Guidelines for a Successful DMV Hearing After a DUI

The right to a DMV hearing is written in both Federal and State Constitutions: individuals cannot have property taken from them without due process of law. Drivers are thus lawfully entitled to a DMV hearing prior to having their driving privilege taken or suspended, regardless of whether or not they must also appear in court for a criminal trial. If you have been wrongly arrested of DUI, you should request a DMV hearing to attempt to increase the chances that your record may remain clear and that a fee for license reinstatement may be avoided.

It is important to note that a DMV hearing handles the conditions regarding an arrest for DUI. It is not required after a DUI arrest, however, and is separate from a criminal court hearing. A court trial instead addresses whether or not you committed a criminal act.

The hearing must be requested right away following a DUI arrest, and you only are allowed 10 days to do so. Otherwise, your license will be suspended automatically within 30 days after the arrest date. Being prompt regarding this matter has several benefits for drivers who may have been wrongfully arrested: it can provide more time, it can act as an opportunity to avoid ABS suspension prior to the trial, and there may be a higher chance of keeping your license if you win.

The following points may be helpful for those seeking to win a DMV hearing following a DUI arrest.

Guideline #1: Review the evidence against your case

Requesting discovery from the DMV should be done right away in writing, as they are lawfully required to share evidence with you.

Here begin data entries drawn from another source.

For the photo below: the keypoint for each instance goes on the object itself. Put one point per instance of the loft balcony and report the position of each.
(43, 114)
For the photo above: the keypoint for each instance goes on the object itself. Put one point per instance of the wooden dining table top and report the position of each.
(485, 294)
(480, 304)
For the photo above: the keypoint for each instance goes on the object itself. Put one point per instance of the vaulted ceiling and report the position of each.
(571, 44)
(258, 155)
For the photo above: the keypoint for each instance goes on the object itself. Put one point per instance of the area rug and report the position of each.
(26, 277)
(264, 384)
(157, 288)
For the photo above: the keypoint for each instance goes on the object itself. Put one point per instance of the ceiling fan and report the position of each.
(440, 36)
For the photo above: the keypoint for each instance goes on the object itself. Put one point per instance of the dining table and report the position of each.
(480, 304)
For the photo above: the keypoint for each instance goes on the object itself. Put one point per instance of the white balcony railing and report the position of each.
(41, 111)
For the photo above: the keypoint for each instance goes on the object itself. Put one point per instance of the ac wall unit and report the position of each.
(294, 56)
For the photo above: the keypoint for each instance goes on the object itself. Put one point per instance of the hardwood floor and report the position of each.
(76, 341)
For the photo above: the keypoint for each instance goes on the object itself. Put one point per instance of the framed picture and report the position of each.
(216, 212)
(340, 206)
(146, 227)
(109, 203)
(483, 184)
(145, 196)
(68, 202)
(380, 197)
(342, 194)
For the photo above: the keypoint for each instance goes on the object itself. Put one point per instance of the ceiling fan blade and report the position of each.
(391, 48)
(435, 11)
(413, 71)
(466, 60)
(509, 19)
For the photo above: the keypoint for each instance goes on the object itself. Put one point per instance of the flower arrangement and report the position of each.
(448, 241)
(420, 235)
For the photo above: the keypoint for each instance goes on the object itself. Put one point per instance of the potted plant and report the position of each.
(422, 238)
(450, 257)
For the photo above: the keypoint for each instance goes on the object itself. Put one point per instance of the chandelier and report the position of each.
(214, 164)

Your recorded blood alcohol levels and the arrest report should be shared along with any other proof that the DMV may present in court.

Guideline #2: Request to have the arresting officer present

It may be worthwhile to pay a fee (typically $275) to have the law enforcement officer present to answer further questions or to locate any weak points in the investigation if you believe that you may have been wrongfully arrested.

Guideline #3: Consider collecting new evidence

The crime lab and police agency may be subpoenaed to establish support against the sources that the DMV will use in court. Drivers who had their blood tested can have all chromatography and lab results summoned, in addition to miscellaneous data regarding the maintenance history and overall performance of the machines that conducted the breath or blood tests to see if they were working properly at the time of the test. Under circumstances where the equipment was faulty or the results were skewed, a forensic toxicologist can testify regarding the inaccuracy of the test.

A hearing can be requested at your local DMV Driver Safety Office. Since it can be a severe and sometimes unwarranted punishment to have your driver’s license taken, it is important to keep it intact under circumstances especially when rights may have been violated.